Apart from this general mechanism, we do not have a detailed understanding of how the stress axis in later life is altered after prenatal stress. For example, following prenatal stress exposure, human and animal studies show that the HPA axis and the ANS are even less active during certain stages of life. Generally, effects of prenatal stress on stress sensitivity during later life seem to depend on poorly determined conditions such as stress sensitive periods during early life, the amount of stress, and the adversity of the stressor.
Effects of increased stress sensitivity
Hypothalamo-pituitary adrenal axis hyperactivity leads to increased stress sensitivity. Increased stress sensitivity contributes to biological ageing through both excessive catecholamine and glucocorticoid secretion and through glucocorticoid receptor resistance. The latter increases the production of pro-inflammatory cytokines, accentuating potential neuronal damage. There are hints that prenatal stress may not only affect brain ageing but also predispose to brain-related diseases. Data from Roseboom's group from the Dutch famine cohort suggest that the cognitive function may deteriorate faster in those subjects who were prenatally exposed to the famine.
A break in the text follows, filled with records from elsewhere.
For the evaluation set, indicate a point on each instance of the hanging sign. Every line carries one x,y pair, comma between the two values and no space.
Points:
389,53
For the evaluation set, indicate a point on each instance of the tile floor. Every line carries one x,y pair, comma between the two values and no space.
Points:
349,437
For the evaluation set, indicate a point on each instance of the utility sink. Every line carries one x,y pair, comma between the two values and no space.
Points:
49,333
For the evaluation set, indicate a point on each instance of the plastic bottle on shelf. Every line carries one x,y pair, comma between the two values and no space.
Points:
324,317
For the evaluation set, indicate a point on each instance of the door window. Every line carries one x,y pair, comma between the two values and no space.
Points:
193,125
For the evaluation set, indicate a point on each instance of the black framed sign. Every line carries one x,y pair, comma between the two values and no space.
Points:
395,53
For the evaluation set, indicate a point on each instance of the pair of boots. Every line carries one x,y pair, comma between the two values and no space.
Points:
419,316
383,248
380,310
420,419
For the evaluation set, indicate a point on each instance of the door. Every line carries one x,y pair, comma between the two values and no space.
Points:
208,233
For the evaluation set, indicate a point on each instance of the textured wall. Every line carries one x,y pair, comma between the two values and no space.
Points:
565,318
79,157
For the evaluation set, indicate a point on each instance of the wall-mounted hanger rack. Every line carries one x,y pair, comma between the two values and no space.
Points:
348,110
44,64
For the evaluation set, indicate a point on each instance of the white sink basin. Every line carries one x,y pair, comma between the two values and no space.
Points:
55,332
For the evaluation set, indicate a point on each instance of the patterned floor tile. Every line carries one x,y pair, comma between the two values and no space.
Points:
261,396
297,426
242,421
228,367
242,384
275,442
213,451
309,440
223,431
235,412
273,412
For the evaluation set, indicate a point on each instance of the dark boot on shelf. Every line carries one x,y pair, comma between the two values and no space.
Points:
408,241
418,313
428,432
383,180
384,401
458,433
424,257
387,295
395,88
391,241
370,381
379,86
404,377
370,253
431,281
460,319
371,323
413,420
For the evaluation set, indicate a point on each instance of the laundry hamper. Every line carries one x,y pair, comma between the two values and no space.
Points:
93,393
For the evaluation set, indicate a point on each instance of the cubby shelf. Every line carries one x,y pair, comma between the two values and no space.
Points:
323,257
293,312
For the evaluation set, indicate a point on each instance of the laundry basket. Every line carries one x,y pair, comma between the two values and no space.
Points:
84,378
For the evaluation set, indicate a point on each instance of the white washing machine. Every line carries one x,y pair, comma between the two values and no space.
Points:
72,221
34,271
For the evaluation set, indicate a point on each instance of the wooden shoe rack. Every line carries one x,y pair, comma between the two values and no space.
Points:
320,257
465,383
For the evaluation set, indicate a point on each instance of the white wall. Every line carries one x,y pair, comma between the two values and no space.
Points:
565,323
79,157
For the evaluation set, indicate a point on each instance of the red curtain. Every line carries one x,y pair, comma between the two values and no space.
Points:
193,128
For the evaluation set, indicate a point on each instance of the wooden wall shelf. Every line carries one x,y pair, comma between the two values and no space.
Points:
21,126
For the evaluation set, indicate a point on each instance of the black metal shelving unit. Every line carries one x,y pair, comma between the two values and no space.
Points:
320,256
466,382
Van den Bergh's group is the only group who has tested whether the hypothalamo-pituitary adrenal axis mediates the link between prenatal maternal stress and offspring behavioral problems in humans. It was shown in the 15-year-old offspring that maternal anxiety during weeks 12 to 22 of pregnancy is associated with a high flattened diurnal cortisol profile that shows elevated cortisol secretion in the evening.
Moreover, the interaction of increased stress sensitivity and the serotonergic system may explain the occurrence of depressive disorders since cortisol inhibits this amine system. Indeed, van den Bergh's group has shown an effect of prenatal anxiety on depressed mood that, in part, can be due to a flattened cortisol profile. Depression can impact on the objective age-related cognitive impairment.
Changes in the trajectory of brain development
Maternal stress, glucocorticoid treatment and nutrient restriction during pregnancy may also change the trajectory of fetal brain development. Nathanielsz's and Schwab's groups have shown that prenatal glucocorticoid treatment at the clinical dose used to enhance fetal lung maturation affects neurogenesis and myelination in fetal sheep. Studies in rodents clearly show that nutrient restriction alters brain development and cognitive function in later life. Nathanielsz's and Schwab's groups have shown that even moderate maternal undernutrition affects neurogenesis and development of neuronal network formation in the fetal non-human primate. Similarly, abnormalities in brain structure were found in schizophrenic patients exposed to the Dutch famine winter.